Magnify Aims the iPhone's Video Camera at Business Users
Magnify.net, which has already won large clients such as the Weather Channel and New York magazine for its simple video channel creation tools, is now expanding into the mobile world. Naturally, its starting with an iPhone app, Magnify Mobile.
Magnify.net's options let clients choose from three tiers of service: a free account (limited to 20 50MB uploads per week), a pro account (which adds advertising and watermarking options), and an enterprise account. The service lets clients easily add video to their sites and also present relevant videos from other sources on the web.
The Magnify Mobile app, which is free and only works on 3GS iPhones, expands on that by allowing people to shoot video and send it to their sites in one step. The app includes simple start and end point editing, and even lets users upload to any Magnify site. That means you could solicit videos from your readers, then view them through the Magnify client as they come in. Controls let you publish the ones you want and delete the rest.
Video for the free and pro levels streams at 400Kbps (that's a 336Kbps H.264 MP4 video with 64Kbps AAC audio). Enterprise clients get both that standard stream and a 908Kbps stream (consisting of 780Kbps H.264 MP4 video and 128Kbps AAC audio).
Adding Video to Business
While Magnify's free option will no doubt attract many who are simply curious, Steve Rosenbaum, the company's CEO, says medium and large businesses are the target audience.
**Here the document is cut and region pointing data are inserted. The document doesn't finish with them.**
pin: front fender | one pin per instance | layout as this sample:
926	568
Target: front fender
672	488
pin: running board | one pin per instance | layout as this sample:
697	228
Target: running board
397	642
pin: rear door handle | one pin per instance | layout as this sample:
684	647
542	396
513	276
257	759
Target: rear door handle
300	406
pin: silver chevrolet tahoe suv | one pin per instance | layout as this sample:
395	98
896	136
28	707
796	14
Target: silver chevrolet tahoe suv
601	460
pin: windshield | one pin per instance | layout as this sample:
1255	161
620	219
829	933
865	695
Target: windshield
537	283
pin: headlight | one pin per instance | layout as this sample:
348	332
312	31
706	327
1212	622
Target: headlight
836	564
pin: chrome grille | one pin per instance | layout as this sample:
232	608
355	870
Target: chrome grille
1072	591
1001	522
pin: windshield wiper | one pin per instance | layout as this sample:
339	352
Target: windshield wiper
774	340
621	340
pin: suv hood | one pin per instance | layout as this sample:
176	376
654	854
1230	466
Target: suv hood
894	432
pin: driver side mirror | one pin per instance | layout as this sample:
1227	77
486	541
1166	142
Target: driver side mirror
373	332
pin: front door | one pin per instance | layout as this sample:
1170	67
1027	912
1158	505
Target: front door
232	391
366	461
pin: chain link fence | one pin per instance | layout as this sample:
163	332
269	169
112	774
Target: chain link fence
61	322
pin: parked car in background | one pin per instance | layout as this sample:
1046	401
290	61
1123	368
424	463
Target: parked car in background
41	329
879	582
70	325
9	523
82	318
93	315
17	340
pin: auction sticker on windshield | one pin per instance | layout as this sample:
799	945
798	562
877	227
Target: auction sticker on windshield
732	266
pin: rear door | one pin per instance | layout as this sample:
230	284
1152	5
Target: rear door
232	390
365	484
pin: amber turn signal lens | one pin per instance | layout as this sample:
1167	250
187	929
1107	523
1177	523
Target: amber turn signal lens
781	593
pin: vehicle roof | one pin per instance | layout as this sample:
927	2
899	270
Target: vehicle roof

"What we really want is to help businesses make money with video," Rosenbaum says. "If we can add value and add stickiness and help you make money, then you're not going to have any trouble paying us every month."
There are already plenty of companies doing well in the consumer sharing space, he says, but there's a need to fill in easy professional video. The typical client might be a real estate agent videoing a new property, and then instantly putting it online for clients to view.
Talk to business owners about video and you see them wince, Rosenbaum says. They instantly think that it's too expensive or complicated. But when you tell them that it's neither, he adds, they lean in to hear more.
An Army of Cameras
As companies get more media-enabled, Magnify and its iPhone solution are well-positioned to capture a fast-paced and connected readership.
"I think that this type of app is likely to appeal to many media organizations (such as CNN and ESPN) to allow reporters to easily upload video on the go from their handset to the media room," says Julien Blin, principal analyst and CEO of JBB Research. "Citizen journalism has been growing in popularity over the past few years, so they should benefit from this trend."
The surprising development, however, is that the camera-enabled mobile phone, which has already supplanted the camcorder for many people, seems poised to do the same for business.
"This type of mobile app has a couple of advantages," notes Blin. "One, it is the first 'free' mobile video publishing app. Two, it will be able to leverage the growing appetite for video-based mobile user-generated content apps and mobile social networking apps."
If businesses can get their clients to download Magnify Mobile and enjoy sending in their own videos, they'll have constant streams of video at little extra cost.